AstenJohnson also argued on appeal that the district court improperly considered trade usage evidence that “asbestosis” was commonly used in the insurance industry in the early 1980s to refer to all asbestos-related diseases. In support, AstenJohnson offered evidence that the insurance industry regularly used “asbestosis” to mean the specific disease, evidence that 1981 policies issued by others broadly excluded all asbestos-related diseases without using the term “asbestosis” as shorthand for a broad exclusion, and asserted that the fact that Columbia's trade usage evidence did not include other policies in which “asbestosis” was used to mean other asbestos-related diseases. The Third Circuit did not find AstenJohnson's argument persuasive, stating that under Pennsylvania law, to be used as an aid in interpretation, trade usage does not need to show that a particular term always has a particular meaning or that the meaning claimed cannot be otherwise stated. The Third Circuit held that where a literal reading of the contract produces a non-sensical or unclear meaning and the court finds that the trade usage term is in frequent use by people in the trade at the relevant time, trade use evidence, like that presented in the instant case, can be properly considered.
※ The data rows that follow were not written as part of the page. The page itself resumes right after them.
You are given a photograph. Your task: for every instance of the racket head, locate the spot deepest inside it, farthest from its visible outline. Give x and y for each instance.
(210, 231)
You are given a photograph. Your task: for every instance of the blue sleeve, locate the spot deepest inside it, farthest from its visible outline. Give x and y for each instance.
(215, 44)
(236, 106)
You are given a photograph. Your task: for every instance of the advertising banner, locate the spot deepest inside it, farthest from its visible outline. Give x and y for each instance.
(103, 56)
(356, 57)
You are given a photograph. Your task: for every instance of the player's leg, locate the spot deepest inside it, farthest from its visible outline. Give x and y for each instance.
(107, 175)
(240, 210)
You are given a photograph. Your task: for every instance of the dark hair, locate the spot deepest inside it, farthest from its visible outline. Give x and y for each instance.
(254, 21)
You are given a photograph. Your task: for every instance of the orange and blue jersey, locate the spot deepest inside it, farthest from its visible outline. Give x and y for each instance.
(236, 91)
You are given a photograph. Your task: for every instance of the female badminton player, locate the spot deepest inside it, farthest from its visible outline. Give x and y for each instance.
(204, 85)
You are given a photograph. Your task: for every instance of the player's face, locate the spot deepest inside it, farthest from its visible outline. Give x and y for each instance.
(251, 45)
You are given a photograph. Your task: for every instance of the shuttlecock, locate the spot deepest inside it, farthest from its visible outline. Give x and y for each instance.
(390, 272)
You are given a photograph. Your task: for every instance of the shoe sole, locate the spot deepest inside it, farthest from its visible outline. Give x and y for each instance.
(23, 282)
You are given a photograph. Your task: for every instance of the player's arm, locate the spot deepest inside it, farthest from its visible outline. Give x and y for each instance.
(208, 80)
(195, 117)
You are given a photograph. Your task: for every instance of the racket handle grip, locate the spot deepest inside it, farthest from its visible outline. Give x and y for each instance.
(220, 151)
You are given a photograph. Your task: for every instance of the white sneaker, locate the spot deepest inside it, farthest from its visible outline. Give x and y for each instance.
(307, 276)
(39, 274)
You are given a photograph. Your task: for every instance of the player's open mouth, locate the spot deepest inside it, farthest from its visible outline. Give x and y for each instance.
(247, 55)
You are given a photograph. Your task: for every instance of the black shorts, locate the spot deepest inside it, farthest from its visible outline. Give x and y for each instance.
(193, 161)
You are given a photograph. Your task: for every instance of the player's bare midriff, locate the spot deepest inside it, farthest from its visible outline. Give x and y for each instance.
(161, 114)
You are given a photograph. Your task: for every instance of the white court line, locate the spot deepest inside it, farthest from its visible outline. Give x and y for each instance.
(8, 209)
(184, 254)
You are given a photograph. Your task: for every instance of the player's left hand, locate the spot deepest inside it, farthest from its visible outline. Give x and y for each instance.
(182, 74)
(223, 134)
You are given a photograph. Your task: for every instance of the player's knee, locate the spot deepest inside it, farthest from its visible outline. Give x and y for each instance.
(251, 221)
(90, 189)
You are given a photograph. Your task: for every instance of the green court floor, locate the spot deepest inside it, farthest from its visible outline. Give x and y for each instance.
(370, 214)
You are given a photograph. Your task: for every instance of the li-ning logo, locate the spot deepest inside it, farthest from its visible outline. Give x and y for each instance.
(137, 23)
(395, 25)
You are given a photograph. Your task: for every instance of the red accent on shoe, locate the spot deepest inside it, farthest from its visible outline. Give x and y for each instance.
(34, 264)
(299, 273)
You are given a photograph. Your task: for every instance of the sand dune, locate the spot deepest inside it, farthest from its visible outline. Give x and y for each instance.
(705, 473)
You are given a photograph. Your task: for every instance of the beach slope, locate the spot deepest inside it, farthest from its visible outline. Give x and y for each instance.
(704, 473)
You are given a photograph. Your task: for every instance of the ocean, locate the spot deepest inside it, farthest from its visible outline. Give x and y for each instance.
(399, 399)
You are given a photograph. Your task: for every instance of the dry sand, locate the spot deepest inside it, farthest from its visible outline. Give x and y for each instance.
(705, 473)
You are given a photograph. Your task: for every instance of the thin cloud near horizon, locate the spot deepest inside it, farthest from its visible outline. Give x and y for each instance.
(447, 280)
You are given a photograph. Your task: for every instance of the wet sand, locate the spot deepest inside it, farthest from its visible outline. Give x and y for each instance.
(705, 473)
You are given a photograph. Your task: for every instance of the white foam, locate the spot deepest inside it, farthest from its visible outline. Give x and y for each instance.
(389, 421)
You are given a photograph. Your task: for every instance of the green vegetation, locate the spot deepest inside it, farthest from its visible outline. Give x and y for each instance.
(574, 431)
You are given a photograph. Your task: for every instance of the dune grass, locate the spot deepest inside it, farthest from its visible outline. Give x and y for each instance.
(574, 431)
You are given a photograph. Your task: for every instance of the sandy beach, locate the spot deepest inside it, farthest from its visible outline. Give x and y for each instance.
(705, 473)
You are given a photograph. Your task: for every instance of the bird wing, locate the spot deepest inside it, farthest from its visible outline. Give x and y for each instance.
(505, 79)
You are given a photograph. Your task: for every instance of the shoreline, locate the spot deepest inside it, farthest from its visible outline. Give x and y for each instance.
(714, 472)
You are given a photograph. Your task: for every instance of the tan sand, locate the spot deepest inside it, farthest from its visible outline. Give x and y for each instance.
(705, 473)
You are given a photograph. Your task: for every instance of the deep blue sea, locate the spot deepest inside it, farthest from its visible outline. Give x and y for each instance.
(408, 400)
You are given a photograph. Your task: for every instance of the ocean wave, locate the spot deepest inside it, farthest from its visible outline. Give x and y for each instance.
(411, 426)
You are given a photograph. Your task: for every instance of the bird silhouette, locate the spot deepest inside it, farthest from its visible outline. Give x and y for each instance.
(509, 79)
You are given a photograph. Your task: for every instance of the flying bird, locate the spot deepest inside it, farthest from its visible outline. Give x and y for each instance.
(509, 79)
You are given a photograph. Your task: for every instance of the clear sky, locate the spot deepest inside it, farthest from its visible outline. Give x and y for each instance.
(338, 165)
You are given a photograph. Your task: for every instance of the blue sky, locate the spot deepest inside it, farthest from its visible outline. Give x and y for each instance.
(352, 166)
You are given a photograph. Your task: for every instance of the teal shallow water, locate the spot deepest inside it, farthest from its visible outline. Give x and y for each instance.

While the Third Circuit ultimately remanded this issue to be tried before a jury rather than hold a bench trial, as the district court had done, these evidentiary rulings on the admissibility of extrinsic evidence of custom and usage will be important going forward. Just last month, the Third Circuit granted a stay of the decisions, pending the filing of a writ of certiorari before the U.S. Supreme Court on the Seventh Amendment issue.